19

Peter walks across the main road behind the house after tea one night when tangerine clouds are stretched out like string. He’s been thinking about fishing for a while now.

Getting away from the others, and from the bully Rob has become and always from the looming Emmett. Yeah, he’s cutting out, going fishing, but first he’s got to wait for the bus to Williamstown. He sits down in the gutter with Danny’s old bag beside him.

The tin flag of the bus-stop sign holds itself in the air and he edges up a bit towards it on the gutter so he’s looking at the back of his own house across the road.

The houses opposite remind him of teeth. The service station makes a gap like a missing one and standing out boldly is the back of number fifty-five. He can see most of the yard. And there’s something hanging on the clothesline. Looks like Emmett’s second work pants. Legs kick up in the breeze now and then. From this distance, the house looks small and exhausted from the effort of containing the Browns under the harsh eye of Emmett, and watching the house makes the boy uneasy. He feels like an animal separated from the herd.

He chews the inside of his cheek, a habit he’s gotten into lately. There’s something about it that reminds you that you’re here. Then he peels a couple of flakes of dry skin off his lips, seeing how long he can get them. Draws a bead of blood. He chews on the skin around his cuticles and there’s not much left of his small white nails. In a while an old red bus lumbers into view and grinds to a halt before him. Inside, he balances like a surfer as it takes off grudgingly, all gears straining. He pays the driver, and then weighed down by the frozen bait he makes his way down.

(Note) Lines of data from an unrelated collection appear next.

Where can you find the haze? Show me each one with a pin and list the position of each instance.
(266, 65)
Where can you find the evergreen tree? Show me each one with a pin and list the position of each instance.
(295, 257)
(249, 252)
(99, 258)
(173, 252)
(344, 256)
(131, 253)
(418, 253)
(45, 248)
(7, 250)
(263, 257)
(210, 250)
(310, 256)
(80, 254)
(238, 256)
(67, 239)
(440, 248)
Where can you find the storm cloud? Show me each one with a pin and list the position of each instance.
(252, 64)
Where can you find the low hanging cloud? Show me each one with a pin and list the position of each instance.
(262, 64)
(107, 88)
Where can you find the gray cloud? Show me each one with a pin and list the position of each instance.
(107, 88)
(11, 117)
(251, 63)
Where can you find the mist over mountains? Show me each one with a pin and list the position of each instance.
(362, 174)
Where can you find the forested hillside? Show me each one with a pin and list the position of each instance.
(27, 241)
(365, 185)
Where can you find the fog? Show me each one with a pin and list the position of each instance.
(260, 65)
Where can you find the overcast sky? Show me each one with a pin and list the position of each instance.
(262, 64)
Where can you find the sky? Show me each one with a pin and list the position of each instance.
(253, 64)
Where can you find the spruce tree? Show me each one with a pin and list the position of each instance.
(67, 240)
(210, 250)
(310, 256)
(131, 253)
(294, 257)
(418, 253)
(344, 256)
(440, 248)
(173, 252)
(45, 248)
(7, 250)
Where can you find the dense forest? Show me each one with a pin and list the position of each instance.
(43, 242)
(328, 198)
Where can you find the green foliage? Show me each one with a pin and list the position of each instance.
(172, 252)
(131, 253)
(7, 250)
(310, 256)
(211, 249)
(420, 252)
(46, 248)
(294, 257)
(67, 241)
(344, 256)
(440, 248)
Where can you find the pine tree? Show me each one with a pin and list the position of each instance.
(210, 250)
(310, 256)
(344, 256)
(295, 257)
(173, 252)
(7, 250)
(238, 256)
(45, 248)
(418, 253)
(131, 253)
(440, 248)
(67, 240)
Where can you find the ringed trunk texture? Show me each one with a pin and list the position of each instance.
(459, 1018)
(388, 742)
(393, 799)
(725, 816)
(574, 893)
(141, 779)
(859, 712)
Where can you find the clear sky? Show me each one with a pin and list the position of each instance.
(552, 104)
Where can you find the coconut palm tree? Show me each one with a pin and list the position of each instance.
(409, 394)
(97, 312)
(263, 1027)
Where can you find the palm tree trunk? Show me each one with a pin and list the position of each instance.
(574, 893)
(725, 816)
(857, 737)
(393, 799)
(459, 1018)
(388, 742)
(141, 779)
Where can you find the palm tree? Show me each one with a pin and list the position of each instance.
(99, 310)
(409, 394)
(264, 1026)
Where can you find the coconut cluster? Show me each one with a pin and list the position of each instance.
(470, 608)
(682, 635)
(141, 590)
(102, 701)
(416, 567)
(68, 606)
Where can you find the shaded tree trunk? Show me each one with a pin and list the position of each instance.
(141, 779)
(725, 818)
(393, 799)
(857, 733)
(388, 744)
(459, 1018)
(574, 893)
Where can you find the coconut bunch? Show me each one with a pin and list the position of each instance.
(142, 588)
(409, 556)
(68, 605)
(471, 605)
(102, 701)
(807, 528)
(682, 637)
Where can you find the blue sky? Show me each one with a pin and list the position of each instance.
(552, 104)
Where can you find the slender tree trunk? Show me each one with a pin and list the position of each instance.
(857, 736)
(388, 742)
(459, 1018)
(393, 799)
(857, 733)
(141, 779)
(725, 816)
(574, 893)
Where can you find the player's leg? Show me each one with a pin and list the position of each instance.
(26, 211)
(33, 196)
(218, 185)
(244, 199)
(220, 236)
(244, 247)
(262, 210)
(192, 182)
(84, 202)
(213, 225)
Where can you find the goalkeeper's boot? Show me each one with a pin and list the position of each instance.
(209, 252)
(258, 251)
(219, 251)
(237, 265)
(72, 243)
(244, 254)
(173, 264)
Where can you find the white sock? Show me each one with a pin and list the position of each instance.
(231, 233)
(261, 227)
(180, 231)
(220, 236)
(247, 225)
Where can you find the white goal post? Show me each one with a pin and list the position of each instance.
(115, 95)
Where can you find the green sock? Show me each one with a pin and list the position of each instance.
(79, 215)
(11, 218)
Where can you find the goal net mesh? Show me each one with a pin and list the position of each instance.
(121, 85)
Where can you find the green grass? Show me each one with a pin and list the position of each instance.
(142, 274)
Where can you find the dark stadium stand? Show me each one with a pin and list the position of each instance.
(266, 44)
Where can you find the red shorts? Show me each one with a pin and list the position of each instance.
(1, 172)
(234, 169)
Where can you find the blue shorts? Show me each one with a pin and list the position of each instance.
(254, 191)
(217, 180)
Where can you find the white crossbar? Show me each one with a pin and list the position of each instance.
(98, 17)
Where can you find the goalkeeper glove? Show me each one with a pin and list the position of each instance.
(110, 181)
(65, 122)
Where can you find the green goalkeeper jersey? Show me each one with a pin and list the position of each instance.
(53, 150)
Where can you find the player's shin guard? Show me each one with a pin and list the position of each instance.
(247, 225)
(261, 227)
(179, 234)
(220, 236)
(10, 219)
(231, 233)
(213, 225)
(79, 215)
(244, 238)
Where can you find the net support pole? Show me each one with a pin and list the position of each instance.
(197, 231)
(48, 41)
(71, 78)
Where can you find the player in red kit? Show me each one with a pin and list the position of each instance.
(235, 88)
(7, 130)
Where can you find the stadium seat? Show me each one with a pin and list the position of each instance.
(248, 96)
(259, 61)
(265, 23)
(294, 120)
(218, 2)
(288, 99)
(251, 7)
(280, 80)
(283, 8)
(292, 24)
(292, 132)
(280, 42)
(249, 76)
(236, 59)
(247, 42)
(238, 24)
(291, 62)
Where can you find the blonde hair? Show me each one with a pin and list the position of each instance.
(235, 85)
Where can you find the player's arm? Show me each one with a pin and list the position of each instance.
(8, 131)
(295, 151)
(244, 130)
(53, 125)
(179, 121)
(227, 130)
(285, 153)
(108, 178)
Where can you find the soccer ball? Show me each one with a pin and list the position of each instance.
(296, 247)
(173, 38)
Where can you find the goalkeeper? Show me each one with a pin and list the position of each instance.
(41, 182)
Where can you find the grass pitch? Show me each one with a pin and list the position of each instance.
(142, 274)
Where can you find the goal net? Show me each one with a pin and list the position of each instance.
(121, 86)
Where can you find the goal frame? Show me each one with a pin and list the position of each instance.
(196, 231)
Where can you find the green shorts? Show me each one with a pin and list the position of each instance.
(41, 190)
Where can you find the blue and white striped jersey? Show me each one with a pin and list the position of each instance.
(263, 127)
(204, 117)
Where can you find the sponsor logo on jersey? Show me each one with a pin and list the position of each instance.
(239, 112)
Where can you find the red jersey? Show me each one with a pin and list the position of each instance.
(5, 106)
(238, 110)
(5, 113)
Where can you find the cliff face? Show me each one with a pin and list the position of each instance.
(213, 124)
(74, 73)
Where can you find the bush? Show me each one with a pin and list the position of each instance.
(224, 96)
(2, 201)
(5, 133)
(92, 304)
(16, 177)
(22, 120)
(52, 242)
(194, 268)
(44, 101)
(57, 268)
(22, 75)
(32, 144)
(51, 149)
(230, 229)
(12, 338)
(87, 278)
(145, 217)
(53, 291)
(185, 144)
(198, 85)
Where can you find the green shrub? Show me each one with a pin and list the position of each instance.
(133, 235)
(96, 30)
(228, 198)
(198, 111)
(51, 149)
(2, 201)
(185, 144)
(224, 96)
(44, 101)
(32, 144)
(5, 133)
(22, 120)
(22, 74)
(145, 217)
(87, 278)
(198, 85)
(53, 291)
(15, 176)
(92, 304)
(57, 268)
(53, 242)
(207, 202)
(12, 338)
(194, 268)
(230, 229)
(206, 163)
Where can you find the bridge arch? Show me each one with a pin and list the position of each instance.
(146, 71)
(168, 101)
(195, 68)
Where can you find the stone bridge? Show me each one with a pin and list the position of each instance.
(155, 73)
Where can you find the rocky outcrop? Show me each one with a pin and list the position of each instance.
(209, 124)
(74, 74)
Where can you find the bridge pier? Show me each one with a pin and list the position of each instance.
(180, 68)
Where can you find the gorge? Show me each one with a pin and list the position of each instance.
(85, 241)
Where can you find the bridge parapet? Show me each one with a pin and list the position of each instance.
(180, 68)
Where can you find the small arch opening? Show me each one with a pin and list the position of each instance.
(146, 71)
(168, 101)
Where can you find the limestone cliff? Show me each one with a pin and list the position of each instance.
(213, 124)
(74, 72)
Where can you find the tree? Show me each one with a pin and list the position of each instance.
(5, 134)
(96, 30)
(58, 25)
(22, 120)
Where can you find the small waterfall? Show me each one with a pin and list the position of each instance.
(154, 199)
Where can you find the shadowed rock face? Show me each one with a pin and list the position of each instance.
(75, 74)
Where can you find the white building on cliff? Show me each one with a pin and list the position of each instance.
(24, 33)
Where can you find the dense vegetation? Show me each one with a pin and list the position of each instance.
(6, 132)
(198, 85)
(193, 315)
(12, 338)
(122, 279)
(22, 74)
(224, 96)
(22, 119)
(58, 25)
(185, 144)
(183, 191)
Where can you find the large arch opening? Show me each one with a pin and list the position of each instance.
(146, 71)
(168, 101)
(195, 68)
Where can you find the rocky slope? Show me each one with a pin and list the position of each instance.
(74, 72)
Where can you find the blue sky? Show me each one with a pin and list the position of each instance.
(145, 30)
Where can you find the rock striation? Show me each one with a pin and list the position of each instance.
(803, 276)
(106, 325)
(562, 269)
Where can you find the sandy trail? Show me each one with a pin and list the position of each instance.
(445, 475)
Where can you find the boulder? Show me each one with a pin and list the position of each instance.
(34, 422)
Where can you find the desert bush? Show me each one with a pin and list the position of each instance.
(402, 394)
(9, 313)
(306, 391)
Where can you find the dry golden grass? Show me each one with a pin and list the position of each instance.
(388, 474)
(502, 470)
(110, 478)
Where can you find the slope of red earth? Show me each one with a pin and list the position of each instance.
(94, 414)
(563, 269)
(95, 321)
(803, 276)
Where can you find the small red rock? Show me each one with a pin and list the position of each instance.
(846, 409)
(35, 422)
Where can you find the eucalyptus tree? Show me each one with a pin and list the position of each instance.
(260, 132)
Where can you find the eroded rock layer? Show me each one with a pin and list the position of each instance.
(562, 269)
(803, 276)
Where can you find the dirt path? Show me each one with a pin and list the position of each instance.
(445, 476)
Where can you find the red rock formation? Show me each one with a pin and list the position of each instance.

The bus is tight with people coming home from work. Like most of the grown-ups he knows, they’re pretty sour. His rod pokes them a bit and they scowl. He pulls it back and hangs on in the middle of the bus. He’s not that tall yet but he sees out the window okay. He imagines that the houses they pass pull themselves back from the line of the road. He likes the look of most houses. Likes the safety he reckons he sees there.

Peter has the same crew-cut as Rob’s but his skin is paler and he’s still prone to little skirmishes of hives. He’s bigger than Rob at this age and this makes make him popular with Emmett. But it isn’t just his size that Emmett likes. There’s something about Pete that everyone likes. A kind of stillness. A listening. Pete doesn’t ever talk much but he’s got something that Louisa thinks of as kindness; but then you can’t say that about boys.